Huawei’s Cloud Slump Exposes the Real Cost of the U.S.-China AI Performance Gap
CNBC Technology March 31, 2026
Huawei’s 2025 cloud revenue dip highlights a growing crisis for Chinese tech: as their AI models lag behind U.S. rivals, enterprise customers are looking elsewhere. This is a critical signal for CFOs that geopolitical chip restrictions are finally manifesting as a measurable competitive disadvantage in the global cloud market.
Key Intelligence
•Huawei reported a rare drop in external cloud revenue for 2025, signaling that the 'national champion' is struggling to keep pace.
•The performance gap between Chinese AI models and U.S. leaders like OpenAI and Anthropic is now directly impacting cloud adoption rates.
•Internal demand is currently the only factor keeping the growth narrative alive, masking a significant struggle for external market share.
•U.S. export controls on high-end silicon are finally showing their teeth, bottlenecking the hardware needed to train world-class LLMs.
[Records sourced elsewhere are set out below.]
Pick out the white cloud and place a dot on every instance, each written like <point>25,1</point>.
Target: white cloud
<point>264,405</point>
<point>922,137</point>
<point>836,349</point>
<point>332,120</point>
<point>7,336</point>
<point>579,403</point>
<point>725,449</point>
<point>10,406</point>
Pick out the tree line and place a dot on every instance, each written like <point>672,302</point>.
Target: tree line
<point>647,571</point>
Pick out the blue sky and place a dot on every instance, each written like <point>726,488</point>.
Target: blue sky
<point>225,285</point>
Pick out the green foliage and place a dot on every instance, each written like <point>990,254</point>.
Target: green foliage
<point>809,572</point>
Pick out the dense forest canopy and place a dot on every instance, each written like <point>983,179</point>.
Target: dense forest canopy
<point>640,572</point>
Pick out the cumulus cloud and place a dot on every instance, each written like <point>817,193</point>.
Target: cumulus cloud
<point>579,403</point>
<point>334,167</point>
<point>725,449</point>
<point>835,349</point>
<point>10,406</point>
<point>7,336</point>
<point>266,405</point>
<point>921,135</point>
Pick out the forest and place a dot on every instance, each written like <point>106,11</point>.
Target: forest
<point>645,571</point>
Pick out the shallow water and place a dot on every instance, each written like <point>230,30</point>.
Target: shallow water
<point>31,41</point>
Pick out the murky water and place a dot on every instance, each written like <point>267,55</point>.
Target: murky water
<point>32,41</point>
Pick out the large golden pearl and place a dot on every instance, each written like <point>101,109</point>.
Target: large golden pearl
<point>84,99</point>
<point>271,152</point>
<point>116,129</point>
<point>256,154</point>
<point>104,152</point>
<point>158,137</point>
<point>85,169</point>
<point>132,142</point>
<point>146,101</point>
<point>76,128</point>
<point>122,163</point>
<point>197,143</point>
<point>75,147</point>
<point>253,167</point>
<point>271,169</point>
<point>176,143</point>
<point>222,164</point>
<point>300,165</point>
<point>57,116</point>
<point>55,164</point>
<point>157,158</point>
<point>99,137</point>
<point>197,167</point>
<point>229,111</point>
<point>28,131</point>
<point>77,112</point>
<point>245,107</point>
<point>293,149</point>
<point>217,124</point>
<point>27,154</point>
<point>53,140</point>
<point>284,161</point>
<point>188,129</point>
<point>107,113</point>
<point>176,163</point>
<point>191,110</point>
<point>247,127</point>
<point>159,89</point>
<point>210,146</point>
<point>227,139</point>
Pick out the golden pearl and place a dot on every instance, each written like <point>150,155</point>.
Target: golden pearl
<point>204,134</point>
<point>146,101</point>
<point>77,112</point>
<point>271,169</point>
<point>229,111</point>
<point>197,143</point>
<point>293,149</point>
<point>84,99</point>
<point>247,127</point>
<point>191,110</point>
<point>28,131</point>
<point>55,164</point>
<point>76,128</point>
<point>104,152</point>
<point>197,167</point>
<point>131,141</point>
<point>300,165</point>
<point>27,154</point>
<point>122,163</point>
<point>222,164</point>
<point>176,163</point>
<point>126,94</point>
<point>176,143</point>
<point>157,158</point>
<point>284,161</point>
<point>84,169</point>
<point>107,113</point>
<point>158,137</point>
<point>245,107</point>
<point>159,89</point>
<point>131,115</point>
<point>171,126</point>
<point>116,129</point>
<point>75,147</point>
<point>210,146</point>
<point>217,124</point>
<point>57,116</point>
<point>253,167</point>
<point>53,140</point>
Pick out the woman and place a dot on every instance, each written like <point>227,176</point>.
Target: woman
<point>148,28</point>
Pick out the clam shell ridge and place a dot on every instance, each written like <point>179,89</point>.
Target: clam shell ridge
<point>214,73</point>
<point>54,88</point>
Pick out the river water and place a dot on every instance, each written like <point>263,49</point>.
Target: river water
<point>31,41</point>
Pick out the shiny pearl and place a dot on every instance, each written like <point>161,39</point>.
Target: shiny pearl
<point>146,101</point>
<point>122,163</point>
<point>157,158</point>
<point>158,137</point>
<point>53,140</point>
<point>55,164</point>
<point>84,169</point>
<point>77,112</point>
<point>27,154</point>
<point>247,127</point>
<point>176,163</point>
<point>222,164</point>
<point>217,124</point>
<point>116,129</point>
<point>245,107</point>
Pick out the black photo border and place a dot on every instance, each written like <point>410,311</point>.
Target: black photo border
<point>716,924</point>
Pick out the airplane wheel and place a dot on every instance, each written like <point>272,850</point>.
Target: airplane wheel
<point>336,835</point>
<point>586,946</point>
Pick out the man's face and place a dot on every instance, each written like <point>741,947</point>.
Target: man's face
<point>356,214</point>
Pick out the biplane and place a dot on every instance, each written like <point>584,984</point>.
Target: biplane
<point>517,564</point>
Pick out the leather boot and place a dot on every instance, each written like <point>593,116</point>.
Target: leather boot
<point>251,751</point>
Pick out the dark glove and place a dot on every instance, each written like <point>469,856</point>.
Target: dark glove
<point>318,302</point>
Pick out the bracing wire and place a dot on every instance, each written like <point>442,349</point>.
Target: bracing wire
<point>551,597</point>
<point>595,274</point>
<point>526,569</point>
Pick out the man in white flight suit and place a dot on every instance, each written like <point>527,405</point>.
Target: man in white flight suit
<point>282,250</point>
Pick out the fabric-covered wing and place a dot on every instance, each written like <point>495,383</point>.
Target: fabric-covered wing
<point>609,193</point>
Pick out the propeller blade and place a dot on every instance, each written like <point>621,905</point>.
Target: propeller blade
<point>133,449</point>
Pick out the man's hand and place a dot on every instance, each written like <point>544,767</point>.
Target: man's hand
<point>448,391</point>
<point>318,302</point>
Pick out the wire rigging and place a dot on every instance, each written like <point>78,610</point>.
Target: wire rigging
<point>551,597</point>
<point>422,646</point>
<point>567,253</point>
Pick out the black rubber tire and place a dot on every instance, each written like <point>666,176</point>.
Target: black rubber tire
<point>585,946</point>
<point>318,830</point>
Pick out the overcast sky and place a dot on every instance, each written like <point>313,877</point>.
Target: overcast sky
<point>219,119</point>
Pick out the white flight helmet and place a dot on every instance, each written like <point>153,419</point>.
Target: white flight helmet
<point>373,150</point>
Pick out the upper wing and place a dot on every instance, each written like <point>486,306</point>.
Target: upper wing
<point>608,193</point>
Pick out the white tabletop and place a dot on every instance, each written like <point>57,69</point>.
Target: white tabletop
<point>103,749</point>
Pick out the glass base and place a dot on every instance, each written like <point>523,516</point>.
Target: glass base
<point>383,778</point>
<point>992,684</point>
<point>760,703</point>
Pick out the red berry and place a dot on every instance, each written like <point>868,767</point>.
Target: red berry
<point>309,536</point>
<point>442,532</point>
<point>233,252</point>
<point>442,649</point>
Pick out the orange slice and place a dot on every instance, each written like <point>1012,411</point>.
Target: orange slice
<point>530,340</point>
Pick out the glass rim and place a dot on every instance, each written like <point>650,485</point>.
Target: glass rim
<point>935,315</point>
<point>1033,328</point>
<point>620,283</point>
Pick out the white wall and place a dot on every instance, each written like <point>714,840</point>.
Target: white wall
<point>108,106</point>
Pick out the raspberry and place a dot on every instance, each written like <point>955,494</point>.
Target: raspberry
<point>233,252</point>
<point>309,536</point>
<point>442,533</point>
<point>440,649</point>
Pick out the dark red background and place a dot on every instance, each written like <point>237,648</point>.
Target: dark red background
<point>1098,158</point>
•Apparently, Huawei is increasingly relying on 'internal customer' accounting to soften the blow of a cooling enterprise AI market.
•The data suggests a 'split-tech' world is emerging where regional performance gaps dictate which cloud ecosystems remain viable.
•Did you hear that despite the dip, Huawei still claims growth by including its own internal divisions as customers—a classic red flag for real-world demand.